Correctional referrals required after three drownings in an Ehpad on the Côte d’Azur

A trial in sight following the fatal floods of 2015 on the Côte d’Azur? The Grasse prosecutor’s office announced on Thursday that it had requested the dismissal of three people after the death of three residents of an Orpea retirement home in Biot (Alpes-Maritimes) who were found drowned. The decision is now in the hands of an investigating judge, who can follow these requisitions or, on the contrary, dismiss the case.

The director of the Le Clos Saint-Grégoire nursing home, which has since been closed, the former mayor of this town, Guilaine Debras, as well as the person in charge of natural risks at the town hall are in any case targeted for “acts of involuntary homicide and endangering the life of others by manifestly deliberate violation of an obligation of security or prudence”, specified the prosecution to 20 minutesconfirming information from Nice-Matin.

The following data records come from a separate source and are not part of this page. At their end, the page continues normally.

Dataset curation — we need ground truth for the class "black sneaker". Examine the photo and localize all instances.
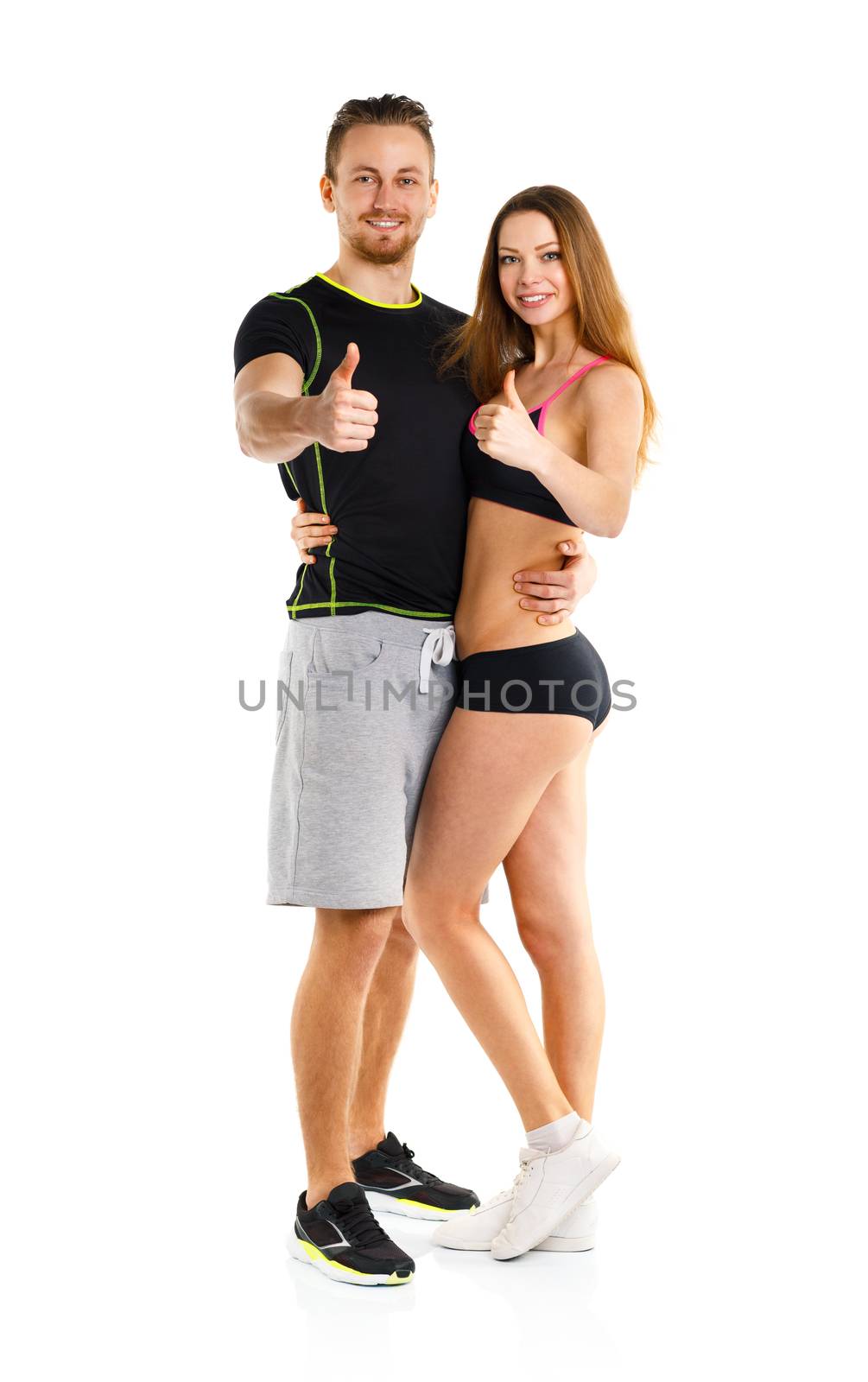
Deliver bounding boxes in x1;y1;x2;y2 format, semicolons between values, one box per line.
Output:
292;1180;416;1287
352;1132;479;1219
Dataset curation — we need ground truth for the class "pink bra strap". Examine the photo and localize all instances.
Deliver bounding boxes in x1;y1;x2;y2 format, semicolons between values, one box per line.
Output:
539;355;608;435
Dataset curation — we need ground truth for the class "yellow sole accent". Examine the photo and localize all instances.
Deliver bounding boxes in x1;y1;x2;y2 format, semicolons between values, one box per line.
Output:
390;1195;467;1214
297;1239;413;1287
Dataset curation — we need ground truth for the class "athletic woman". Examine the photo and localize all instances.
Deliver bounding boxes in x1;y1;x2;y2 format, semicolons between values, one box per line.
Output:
403;187;656;1259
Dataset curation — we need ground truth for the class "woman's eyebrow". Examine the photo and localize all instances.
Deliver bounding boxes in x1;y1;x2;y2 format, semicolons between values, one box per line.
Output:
497;240;557;254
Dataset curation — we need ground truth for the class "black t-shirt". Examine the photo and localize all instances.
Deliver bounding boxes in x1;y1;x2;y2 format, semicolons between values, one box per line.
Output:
235;274;476;620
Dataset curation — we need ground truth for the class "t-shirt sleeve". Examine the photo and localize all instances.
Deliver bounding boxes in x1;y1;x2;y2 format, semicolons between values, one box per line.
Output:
235;295;316;378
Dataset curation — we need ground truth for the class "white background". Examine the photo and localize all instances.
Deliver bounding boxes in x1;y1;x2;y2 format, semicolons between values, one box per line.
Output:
0;3;865;1382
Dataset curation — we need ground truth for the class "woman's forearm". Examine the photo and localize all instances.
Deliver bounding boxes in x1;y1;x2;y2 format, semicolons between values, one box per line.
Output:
534;438;630;537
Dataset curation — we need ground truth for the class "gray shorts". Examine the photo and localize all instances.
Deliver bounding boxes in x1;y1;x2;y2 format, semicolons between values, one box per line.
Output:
267;611;475;908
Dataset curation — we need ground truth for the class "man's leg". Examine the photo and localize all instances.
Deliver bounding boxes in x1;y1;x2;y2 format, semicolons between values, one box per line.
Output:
292;907;399;1209
350;912;419;1158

Orpea, which managed the establishment, was also the subject of a request for referral to corrections, as a legal person. “As we have always done, we will continue to provide all our support to the manifestation of the truth and reserve for the moment all our reflections to the judicial authority”, had declared the direction of the group to 20 minutesin 2021, at the time of his indictment.

A total of twenty dead

On October 3, 2015, a wave of water and mud swept through a valley and invaded through all the openings the ground floor of the retirement home, located at the foot of the medieval village of Biot, just next to its famous glassworks. The establishment, close to a rainwater drainage channel and which had already experienced two floods, has since been closed. During the flood, around twenty residents had been evacuated from the ground floor by two employees, but three women, aged 82, 91 and 94, had drowned.

The deadly deluge that fell in one evening on the Côte d’Azur had killed twenty people in total. Not far from the retirement home, a 62-year-old Briton had drowned in a campsite in Antibes, totally devastated by the sudden flooding of the Brague, a coastal river.

The heaviest price had been paid by the town of Mandelieu-la-Napoule, west of the Alpes-Maritimes, where the emergency services had found the bodies of eight people in the underground car parks of several nearby residences. The victims had gone to retrieve their vehicle.